The Last Canadian
- 1976 edition (UK)
- Author: William C. Heine
- Language: English
- Genre: Science fiction, post-apocalyptic fiction
- Publisher: Pocket Book of Canada Robert Hale (UK)
- Publication date: 1974
- Publication place: Canada
- Media type: Print (paperback)
- Pages: 253
- ISBN: 978-0-7701-0087-2

= The Last Canadian =

1974 novel by William C. Heine

The Last Canadian is a 1974 science fiction novel by William C. Heine about the adventures of Eugene Arnprior after North America is devastated by a plague.
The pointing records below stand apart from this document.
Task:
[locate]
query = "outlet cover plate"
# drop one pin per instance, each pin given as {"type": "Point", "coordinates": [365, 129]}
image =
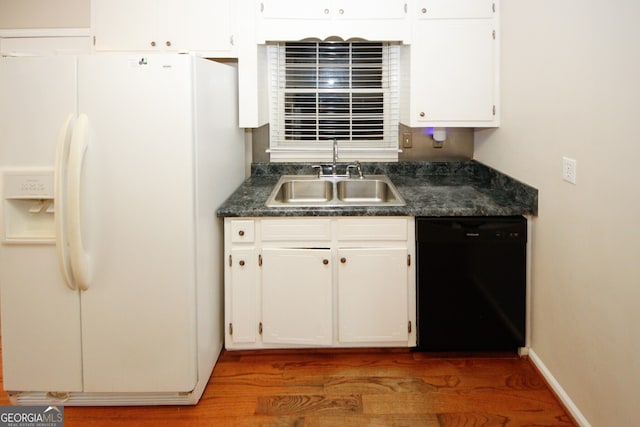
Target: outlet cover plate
{"type": "Point", "coordinates": [569, 169]}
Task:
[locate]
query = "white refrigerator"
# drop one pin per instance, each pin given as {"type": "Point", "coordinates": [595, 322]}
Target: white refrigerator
{"type": "Point", "coordinates": [111, 169]}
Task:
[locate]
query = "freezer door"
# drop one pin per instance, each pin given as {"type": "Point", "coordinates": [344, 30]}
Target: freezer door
{"type": "Point", "coordinates": [137, 222]}
{"type": "Point", "coordinates": [40, 315]}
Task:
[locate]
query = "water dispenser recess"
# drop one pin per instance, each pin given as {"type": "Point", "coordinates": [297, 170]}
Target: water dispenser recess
{"type": "Point", "coordinates": [28, 206]}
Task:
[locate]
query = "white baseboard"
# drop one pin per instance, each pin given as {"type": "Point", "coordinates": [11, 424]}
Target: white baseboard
{"type": "Point", "coordinates": [557, 388]}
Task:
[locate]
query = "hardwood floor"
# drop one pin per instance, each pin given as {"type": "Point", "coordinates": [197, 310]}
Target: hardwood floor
{"type": "Point", "coordinates": [354, 388]}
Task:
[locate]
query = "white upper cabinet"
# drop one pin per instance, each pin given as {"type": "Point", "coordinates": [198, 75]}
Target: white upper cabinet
{"type": "Point", "coordinates": [287, 20]}
{"type": "Point", "coordinates": [206, 27]}
{"type": "Point", "coordinates": [450, 69]}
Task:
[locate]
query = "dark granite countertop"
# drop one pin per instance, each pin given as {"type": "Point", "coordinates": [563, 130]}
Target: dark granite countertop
{"type": "Point", "coordinates": [466, 188]}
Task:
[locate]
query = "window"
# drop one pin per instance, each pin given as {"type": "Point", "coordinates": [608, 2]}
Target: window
{"type": "Point", "coordinates": [333, 90]}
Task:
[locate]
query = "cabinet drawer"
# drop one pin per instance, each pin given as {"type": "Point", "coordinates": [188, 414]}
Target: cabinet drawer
{"type": "Point", "coordinates": [242, 231]}
{"type": "Point", "coordinates": [298, 229]}
{"type": "Point", "coordinates": [372, 229]}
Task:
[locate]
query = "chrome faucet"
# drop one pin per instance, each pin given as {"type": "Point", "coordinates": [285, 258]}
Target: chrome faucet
{"type": "Point", "coordinates": [358, 167]}
{"type": "Point", "coordinates": [334, 168]}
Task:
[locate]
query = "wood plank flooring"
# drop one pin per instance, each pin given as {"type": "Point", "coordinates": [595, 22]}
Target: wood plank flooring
{"type": "Point", "coordinates": [354, 388]}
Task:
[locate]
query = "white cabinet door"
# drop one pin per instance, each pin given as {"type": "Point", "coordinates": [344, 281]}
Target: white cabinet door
{"type": "Point", "coordinates": [452, 65]}
{"type": "Point", "coordinates": [454, 71]}
{"type": "Point", "coordinates": [372, 295]}
{"type": "Point", "coordinates": [295, 9]}
{"type": "Point", "coordinates": [125, 25]}
{"type": "Point", "coordinates": [454, 9]}
{"type": "Point", "coordinates": [201, 25]}
{"type": "Point", "coordinates": [297, 296]}
{"type": "Point", "coordinates": [291, 20]}
{"type": "Point", "coordinates": [242, 309]}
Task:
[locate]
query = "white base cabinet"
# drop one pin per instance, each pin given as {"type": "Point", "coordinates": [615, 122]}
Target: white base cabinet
{"type": "Point", "coordinates": [320, 282]}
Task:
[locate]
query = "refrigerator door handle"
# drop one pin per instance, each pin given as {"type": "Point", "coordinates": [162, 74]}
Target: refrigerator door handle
{"type": "Point", "coordinates": [60, 194]}
{"type": "Point", "coordinates": [80, 260]}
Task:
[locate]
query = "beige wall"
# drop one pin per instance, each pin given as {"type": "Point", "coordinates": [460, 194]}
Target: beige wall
{"type": "Point", "coordinates": [19, 14]}
{"type": "Point", "coordinates": [571, 87]}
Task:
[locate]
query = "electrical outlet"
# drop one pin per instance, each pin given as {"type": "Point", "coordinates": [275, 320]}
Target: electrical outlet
{"type": "Point", "coordinates": [569, 169]}
{"type": "Point", "coordinates": [407, 140]}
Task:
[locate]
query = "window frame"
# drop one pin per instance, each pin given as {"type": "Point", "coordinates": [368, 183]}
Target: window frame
{"type": "Point", "coordinates": [320, 149]}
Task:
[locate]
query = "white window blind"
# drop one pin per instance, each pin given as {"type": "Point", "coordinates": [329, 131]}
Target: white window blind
{"type": "Point", "coordinates": [321, 91]}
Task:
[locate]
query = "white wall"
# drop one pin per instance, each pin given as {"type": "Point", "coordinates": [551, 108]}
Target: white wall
{"type": "Point", "coordinates": [16, 14]}
{"type": "Point", "coordinates": [571, 87]}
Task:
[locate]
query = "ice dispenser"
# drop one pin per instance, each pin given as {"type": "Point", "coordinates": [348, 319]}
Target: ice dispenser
{"type": "Point", "coordinates": [28, 206]}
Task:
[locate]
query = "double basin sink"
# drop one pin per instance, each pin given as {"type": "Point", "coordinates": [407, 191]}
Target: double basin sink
{"type": "Point", "coordinates": [334, 190]}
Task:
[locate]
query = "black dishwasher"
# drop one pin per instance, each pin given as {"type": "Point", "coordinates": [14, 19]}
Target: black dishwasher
{"type": "Point", "coordinates": [471, 283]}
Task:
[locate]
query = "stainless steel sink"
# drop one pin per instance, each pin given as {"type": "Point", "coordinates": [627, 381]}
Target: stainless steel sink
{"type": "Point", "coordinates": [311, 190]}
{"type": "Point", "coordinates": [304, 191]}
{"type": "Point", "coordinates": [366, 191]}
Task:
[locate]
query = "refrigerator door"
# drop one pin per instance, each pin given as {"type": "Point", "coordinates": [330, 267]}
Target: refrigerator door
{"type": "Point", "coordinates": [137, 223]}
{"type": "Point", "coordinates": [41, 339]}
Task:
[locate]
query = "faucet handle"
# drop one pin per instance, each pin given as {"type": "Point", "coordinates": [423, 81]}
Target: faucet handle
{"type": "Point", "coordinates": [319, 168]}
{"type": "Point", "coordinates": [358, 168]}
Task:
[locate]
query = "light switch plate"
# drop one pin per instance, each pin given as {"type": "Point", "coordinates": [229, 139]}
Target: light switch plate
{"type": "Point", "coordinates": [569, 169]}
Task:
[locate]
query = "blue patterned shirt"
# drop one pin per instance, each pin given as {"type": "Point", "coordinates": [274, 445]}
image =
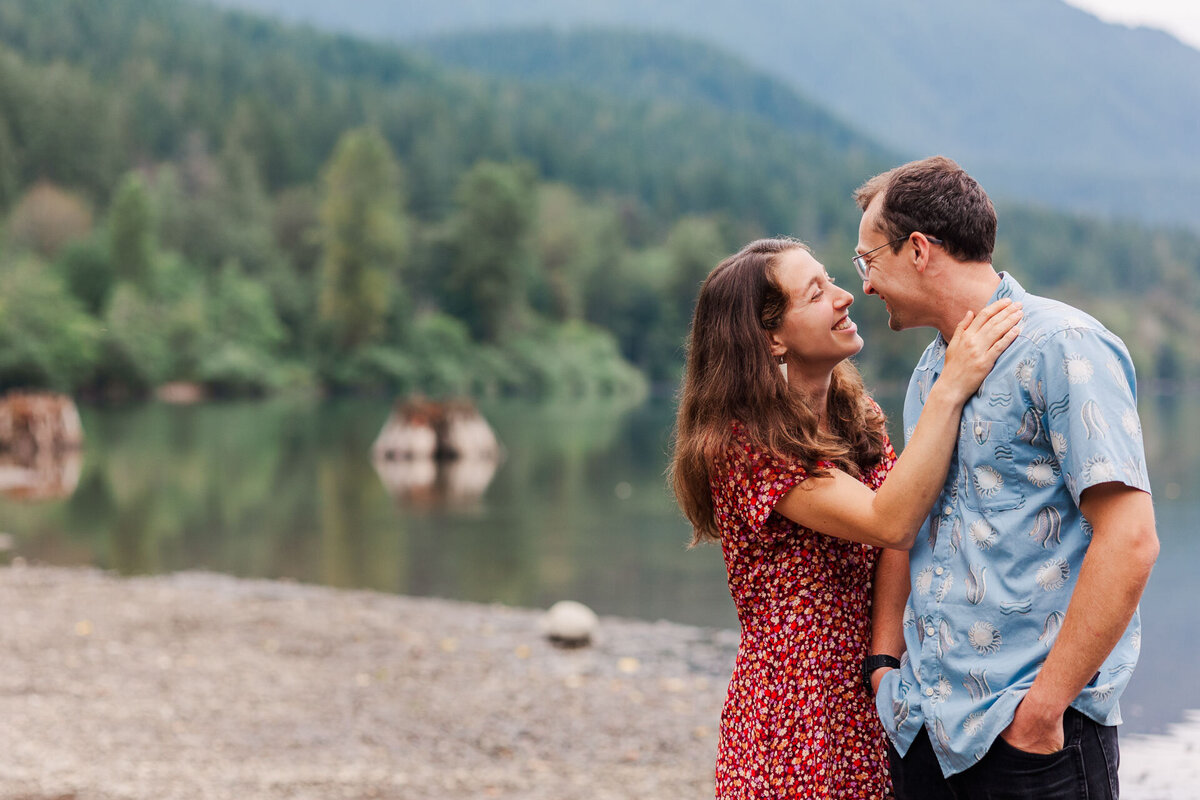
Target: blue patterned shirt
{"type": "Point", "coordinates": [995, 564]}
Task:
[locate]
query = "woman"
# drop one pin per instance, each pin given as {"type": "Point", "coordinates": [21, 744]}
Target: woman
{"type": "Point", "coordinates": [777, 440]}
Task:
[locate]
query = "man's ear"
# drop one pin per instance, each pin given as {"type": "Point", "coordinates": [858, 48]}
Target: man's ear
{"type": "Point", "coordinates": [921, 251]}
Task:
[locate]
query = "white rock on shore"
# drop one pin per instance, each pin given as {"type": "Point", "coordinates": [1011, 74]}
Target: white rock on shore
{"type": "Point", "coordinates": [196, 686]}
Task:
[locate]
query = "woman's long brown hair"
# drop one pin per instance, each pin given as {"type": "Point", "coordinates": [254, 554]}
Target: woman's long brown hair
{"type": "Point", "coordinates": [731, 377]}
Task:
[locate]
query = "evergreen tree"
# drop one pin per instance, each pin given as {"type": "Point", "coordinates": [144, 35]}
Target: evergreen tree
{"type": "Point", "coordinates": [364, 241]}
{"type": "Point", "coordinates": [131, 230]}
{"type": "Point", "coordinates": [490, 270]}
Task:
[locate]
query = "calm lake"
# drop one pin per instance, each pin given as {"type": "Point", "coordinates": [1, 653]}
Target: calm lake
{"type": "Point", "coordinates": [579, 509]}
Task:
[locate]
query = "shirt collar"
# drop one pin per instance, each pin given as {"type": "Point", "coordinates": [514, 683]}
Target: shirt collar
{"type": "Point", "coordinates": [1008, 287]}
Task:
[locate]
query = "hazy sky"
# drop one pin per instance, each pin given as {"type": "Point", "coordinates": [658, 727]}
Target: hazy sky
{"type": "Point", "coordinates": [1177, 17]}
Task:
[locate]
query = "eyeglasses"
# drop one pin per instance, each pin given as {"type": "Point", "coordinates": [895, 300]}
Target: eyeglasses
{"type": "Point", "coordinates": [864, 269]}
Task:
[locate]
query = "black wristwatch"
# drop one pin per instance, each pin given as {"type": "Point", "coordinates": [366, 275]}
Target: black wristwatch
{"type": "Point", "coordinates": [870, 663]}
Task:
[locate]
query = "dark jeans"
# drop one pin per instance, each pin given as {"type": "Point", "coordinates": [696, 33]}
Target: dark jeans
{"type": "Point", "coordinates": [1085, 769]}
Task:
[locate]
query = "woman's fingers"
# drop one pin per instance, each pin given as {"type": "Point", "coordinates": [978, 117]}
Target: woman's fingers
{"type": "Point", "coordinates": [990, 311]}
{"type": "Point", "coordinates": [1000, 322]}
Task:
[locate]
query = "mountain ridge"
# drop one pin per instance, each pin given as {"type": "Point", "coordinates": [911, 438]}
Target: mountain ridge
{"type": "Point", "coordinates": [1038, 98]}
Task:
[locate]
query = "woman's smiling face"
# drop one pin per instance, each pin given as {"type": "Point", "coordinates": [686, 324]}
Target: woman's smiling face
{"type": "Point", "coordinates": [816, 330]}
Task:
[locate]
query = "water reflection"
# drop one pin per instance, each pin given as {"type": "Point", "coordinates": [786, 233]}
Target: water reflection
{"type": "Point", "coordinates": [579, 509]}
{"type": "Point", "coordinates": [436, 453]}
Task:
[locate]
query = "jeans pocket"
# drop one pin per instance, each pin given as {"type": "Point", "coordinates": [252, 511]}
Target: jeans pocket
{"type": "Point", "coordinates": [1048, 776]}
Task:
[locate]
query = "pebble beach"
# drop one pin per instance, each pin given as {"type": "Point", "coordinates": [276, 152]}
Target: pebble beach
{"type": "Point", "coordinates": [198, 685]}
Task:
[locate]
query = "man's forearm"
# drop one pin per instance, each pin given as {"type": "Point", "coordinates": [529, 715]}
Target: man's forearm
{"type": "Point", "coordinates": [891, 594]}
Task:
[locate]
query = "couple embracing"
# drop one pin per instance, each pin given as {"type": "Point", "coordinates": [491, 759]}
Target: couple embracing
{"type": "Point", "coordinates": [959, 621]}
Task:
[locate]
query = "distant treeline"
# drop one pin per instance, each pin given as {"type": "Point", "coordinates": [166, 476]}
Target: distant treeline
{"type": "Point", "coordinates": [197, 196]}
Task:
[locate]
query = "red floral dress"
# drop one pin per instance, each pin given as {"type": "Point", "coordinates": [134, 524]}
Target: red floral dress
{"type": "Point", "coordinates": [797, 721]}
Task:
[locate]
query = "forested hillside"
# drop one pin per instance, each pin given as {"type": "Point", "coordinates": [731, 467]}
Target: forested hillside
{"type": "Point", "coordinates": [1039, 98]}
{"type": "Point", "coordinates": [202, 196]}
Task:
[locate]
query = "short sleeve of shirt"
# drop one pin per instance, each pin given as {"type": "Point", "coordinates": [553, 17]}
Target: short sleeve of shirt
{"type": "Point", "coordinates": [749, 482]}
{"type": "Point", "coordinates": [1090, 410]}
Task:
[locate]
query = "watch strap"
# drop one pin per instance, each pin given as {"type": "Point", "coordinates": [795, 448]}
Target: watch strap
{"type": "Point", "coordinates": [873, 662]}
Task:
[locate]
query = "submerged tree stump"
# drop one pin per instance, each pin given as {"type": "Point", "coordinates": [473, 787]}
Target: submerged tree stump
{"type": "Point", "coordinates": [41, 438]}
{"type": "Point", "coordinates": [432, 451]}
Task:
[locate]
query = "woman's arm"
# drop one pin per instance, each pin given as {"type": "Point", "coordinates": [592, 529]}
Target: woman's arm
{"type": "Point", "coordinates": [839, 505]}
{"type": "Point", "coordinates": [889, 596]}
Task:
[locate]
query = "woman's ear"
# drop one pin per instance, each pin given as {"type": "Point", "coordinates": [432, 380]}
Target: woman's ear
{"type": "Point", "coordinates": [777, 347]}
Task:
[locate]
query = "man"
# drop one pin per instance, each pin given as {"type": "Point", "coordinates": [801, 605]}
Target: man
{"type": "Point", "coordinates": [1015, 615]}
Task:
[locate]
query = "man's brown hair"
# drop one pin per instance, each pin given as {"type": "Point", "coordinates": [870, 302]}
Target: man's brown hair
{"type": "Point", "coordinates": [936, 197]}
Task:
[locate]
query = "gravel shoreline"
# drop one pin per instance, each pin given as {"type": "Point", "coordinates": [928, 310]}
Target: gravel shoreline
{"type": "Point", "coordinates": [199, 685]}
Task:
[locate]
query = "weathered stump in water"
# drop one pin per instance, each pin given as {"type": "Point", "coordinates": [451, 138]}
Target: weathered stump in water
{"type": "Point", "coordinates": [40, 440]}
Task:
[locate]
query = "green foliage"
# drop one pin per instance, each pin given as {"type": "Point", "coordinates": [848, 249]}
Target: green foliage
{"type": "Point", "coordinates": [46, 337]}
{"type": "Point", "coordinates": [131, 232]}
{"type": "Point", "coordinates": [489, 271]}
{"type": "Point", "coordinates": [363, 236]}
{"type": "Point", "coordinates": [244, 336]}
{"type": "Point", "coordinates": [280, 204]}
{"type": "Point", "coordinates": [88, 272]}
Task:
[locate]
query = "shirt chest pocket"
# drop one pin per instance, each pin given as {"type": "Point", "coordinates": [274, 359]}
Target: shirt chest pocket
{"type": "Point", "coordinates": [988, 467]}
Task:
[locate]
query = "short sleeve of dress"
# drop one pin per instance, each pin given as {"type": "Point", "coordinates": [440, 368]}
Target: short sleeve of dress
{"type": "Point", "coordinates": [748, 482]}
{"type": "Point", "coordinates": [1091, 411]}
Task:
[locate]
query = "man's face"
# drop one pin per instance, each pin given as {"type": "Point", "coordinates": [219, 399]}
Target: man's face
{"type": "Point", "coordinates": [889, 275]}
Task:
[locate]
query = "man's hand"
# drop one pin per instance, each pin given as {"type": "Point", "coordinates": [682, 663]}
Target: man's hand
{"type": "Point", "coordinates": [1035, 733]}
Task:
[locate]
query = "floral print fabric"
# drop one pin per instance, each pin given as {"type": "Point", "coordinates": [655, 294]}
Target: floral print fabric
{"type": "Point", "coordinates": [797, 721]}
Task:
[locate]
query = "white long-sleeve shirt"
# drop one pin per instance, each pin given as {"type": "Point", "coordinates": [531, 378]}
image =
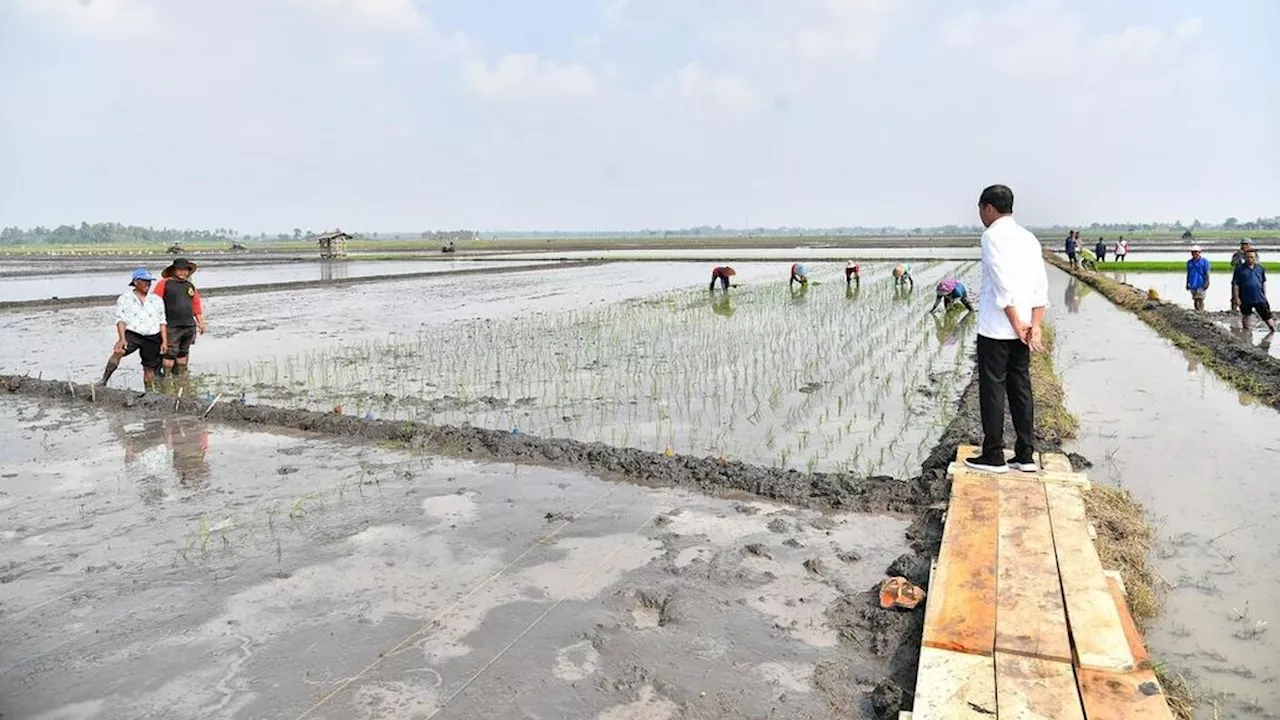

The U.S. release of the novel was titled Death Wind.

==Plot introduction==
A 1970s Cold War apocalyptic story where Eugene Arnprior, an engineer living in Montreal, who after learning of a fast spreading airborne virus, moves his wife and two sons to an isolated cabin in Northern Quebec.

==Movie==
Though the 1998 movie The Patriot is credited as an adaptation of William C. Heine's novel The Last Canadian, it shares virtually no similarities with the novel except the idea of a deadly virus. No character names, events, or even locations appear in both the book and the film.

==Explanation of title==
Eugene Arnprior had just received in the mail a notice of his Canadian citizenship when the plague struck. Therefore, he considered himself The Last Canadian.